Americans will spend big bucks to be part of the Super Bowl action

BY newsdesk  January 22, 2014 at 5:06 PM EST
Heading to the Super Bowl soon? Hope you have a friend in New York -- hotel rooms that normally cost $100 a night are now $1,000. Photo by Gregory Shamus/Getty Images

Heading to the Super Bowl soon? Hope you have a friend in New York — hotel rooms that normally cost $100 a night are now $1,000. Photo by Gregory Shamus/Getty Images

The NFL’s Super Bowl is one of the biggest sporting events on the planet, a fact made obvious by the stunning amount of money spent and food eaten over the course of the game’s weekend.

Super Bowl XLVIII, a contest between the Denver Broncos and Seattle Seahawks scheduled for Sunday, Feb. 2, at MetLife Stadium in New Jersey, promises to be no different.

DealNews.com’s Lou Carlozo broke down the numbers in a column Tuesday, counting everything from Vegas bets to hotel room costs:

“In 2013, sports fans bet a record $98.9 million at Nevada casinos on the Super Bowl, according to the Nevada Gaming Control Board.

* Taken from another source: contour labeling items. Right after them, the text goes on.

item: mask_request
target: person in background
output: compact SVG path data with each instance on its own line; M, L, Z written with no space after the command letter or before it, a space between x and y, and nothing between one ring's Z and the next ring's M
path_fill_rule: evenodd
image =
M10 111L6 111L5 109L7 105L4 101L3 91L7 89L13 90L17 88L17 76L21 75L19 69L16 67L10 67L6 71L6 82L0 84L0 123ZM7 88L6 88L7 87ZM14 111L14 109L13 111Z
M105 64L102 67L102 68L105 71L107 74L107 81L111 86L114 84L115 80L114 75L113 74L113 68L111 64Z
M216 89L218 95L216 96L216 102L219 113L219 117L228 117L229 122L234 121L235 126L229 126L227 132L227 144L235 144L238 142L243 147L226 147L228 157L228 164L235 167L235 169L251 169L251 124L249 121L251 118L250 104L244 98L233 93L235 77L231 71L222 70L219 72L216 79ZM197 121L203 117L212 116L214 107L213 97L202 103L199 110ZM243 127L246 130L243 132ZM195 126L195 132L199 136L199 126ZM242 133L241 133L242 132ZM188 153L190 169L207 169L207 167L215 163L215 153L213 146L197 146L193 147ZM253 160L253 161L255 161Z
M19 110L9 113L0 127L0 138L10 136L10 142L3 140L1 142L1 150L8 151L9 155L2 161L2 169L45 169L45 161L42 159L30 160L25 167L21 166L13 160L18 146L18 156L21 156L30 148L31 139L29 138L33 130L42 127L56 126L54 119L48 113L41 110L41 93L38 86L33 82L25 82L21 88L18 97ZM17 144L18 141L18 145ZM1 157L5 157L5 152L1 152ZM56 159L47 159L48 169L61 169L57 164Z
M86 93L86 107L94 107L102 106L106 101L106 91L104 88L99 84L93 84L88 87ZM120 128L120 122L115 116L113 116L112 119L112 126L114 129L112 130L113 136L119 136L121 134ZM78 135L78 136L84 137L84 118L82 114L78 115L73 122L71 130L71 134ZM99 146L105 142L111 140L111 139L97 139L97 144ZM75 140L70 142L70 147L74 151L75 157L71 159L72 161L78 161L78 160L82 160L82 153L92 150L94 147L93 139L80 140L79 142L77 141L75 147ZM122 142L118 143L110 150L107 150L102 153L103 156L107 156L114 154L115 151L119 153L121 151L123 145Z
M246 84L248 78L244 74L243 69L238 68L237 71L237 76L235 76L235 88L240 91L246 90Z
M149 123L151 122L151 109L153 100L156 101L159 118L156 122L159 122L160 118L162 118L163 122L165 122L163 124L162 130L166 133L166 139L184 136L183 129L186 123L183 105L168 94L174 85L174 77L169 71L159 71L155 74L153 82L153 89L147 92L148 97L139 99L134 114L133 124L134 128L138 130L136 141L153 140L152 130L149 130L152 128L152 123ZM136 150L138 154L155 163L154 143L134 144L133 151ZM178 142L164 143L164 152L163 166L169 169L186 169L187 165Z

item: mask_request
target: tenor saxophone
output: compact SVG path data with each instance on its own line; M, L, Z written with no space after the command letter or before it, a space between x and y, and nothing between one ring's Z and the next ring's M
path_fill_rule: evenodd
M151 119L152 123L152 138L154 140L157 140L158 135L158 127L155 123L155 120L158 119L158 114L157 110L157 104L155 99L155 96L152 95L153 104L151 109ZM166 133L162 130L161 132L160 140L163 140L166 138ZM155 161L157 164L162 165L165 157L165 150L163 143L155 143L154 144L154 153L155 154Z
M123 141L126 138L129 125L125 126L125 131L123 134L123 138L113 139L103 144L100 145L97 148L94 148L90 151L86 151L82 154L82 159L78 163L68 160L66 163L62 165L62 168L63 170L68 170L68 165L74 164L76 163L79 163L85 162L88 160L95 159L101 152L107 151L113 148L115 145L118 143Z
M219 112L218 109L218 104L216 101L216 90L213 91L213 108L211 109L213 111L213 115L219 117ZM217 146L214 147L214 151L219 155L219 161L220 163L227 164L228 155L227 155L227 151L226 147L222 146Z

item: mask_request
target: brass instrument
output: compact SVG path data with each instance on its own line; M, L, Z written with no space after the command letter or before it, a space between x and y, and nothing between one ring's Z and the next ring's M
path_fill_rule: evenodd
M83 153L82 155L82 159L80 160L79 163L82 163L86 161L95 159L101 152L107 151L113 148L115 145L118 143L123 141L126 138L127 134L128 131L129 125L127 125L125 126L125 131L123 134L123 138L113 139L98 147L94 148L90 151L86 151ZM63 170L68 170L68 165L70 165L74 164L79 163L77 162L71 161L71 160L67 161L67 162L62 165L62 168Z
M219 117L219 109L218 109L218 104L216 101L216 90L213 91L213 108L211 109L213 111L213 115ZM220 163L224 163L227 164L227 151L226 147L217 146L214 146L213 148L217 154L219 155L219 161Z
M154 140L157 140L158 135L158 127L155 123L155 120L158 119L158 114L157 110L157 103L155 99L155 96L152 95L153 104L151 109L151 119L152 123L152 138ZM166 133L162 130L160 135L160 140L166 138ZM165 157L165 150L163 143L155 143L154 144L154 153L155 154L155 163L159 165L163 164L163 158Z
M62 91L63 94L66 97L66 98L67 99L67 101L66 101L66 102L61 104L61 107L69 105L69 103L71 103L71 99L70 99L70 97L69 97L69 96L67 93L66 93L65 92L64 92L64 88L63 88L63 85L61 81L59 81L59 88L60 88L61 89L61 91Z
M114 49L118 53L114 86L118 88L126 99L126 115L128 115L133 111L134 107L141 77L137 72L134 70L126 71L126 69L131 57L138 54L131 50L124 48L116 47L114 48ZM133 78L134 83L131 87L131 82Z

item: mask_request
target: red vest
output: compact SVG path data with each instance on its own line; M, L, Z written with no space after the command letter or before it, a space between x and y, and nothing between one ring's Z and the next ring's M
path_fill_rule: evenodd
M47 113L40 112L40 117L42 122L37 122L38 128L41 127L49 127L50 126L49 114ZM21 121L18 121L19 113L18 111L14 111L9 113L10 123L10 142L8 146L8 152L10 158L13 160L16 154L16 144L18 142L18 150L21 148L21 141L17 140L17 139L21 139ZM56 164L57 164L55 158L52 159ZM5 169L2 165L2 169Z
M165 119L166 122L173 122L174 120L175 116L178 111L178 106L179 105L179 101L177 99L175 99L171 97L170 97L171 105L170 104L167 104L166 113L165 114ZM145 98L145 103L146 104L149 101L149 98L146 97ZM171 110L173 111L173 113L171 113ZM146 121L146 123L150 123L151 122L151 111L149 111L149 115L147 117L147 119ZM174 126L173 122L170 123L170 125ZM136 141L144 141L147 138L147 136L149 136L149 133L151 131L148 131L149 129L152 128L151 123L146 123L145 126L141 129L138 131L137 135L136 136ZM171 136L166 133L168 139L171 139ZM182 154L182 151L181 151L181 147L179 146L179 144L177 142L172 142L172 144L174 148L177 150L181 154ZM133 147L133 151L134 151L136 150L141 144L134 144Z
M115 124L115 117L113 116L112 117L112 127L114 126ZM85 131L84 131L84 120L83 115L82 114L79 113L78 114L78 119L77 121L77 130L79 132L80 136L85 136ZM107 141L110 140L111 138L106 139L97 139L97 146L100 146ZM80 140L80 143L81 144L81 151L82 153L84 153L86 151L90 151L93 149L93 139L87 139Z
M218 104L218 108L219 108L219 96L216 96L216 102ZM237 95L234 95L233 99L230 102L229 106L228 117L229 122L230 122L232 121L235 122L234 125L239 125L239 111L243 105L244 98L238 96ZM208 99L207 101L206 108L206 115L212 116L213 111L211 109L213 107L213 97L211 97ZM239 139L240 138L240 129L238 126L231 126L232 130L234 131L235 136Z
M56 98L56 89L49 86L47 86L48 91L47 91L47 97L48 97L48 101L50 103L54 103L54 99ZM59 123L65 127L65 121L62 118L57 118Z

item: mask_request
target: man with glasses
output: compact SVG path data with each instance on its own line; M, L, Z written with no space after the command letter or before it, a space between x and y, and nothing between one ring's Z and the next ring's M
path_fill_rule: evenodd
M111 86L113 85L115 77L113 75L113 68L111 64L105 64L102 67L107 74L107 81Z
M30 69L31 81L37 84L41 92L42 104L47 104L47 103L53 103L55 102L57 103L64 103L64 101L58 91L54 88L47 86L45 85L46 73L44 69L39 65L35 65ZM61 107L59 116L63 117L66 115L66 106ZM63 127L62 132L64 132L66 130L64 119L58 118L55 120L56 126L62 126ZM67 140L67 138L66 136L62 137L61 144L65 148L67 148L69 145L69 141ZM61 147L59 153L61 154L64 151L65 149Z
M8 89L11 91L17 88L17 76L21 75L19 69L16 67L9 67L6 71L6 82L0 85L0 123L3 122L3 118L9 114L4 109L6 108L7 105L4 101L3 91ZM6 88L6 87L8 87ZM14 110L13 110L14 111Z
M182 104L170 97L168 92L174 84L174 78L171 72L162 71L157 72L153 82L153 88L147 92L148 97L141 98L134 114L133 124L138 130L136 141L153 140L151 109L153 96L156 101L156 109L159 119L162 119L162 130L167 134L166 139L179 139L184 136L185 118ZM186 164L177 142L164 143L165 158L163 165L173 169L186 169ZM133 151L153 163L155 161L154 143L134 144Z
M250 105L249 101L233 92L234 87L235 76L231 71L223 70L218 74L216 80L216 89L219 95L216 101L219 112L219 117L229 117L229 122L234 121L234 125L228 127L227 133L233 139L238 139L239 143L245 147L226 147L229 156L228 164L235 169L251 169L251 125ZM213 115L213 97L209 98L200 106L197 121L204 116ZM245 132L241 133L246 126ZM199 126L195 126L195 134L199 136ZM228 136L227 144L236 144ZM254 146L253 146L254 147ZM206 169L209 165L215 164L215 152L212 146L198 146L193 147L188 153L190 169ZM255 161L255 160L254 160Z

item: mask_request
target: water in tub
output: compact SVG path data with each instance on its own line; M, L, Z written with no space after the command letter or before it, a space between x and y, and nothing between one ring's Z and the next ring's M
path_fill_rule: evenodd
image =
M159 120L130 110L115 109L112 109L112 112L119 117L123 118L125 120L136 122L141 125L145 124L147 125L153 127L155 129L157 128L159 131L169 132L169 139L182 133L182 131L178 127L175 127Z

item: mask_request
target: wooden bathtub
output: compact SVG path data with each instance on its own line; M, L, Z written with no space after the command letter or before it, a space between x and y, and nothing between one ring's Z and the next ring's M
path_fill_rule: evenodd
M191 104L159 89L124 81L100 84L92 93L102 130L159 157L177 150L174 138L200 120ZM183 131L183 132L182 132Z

That number shattered 2012′s mark of $93.9 million, and based on conservative estimates, we may see $104 million in bets placed on this year’s contest.”

“Buffalo, N.Y.’s home team may be fated to never win a Super Bowl for the next 173 years, but as the birthplace of the Buffalo wing, it’s winning a Super Bowl contest of a different sort. Wings and Super Bowl Sunday go hand-in-hand, and we’re forecasting that 1.25 billion wings will be eaten this year, based on 2013 and 2012 figures from none other than the National Chicken Council.”

“Inexpensive rooms that normally cost around $100 per night are going for $1,000 during the week of the big event. And while that’s a 90 percent increase, that’s chump change compared to the more luxurious options. A night at the Ritz Carlton will cost $5,000 per night or more, while renting a luxury home will clock in at $35,000 per week.”

In addition to Carlozo’s data, a 2013 Nielsen article tells us more about consumers’ habits during the big game — including the surprising fact that vegetables and fresh fruit are served more often than pizza and buffalo wings.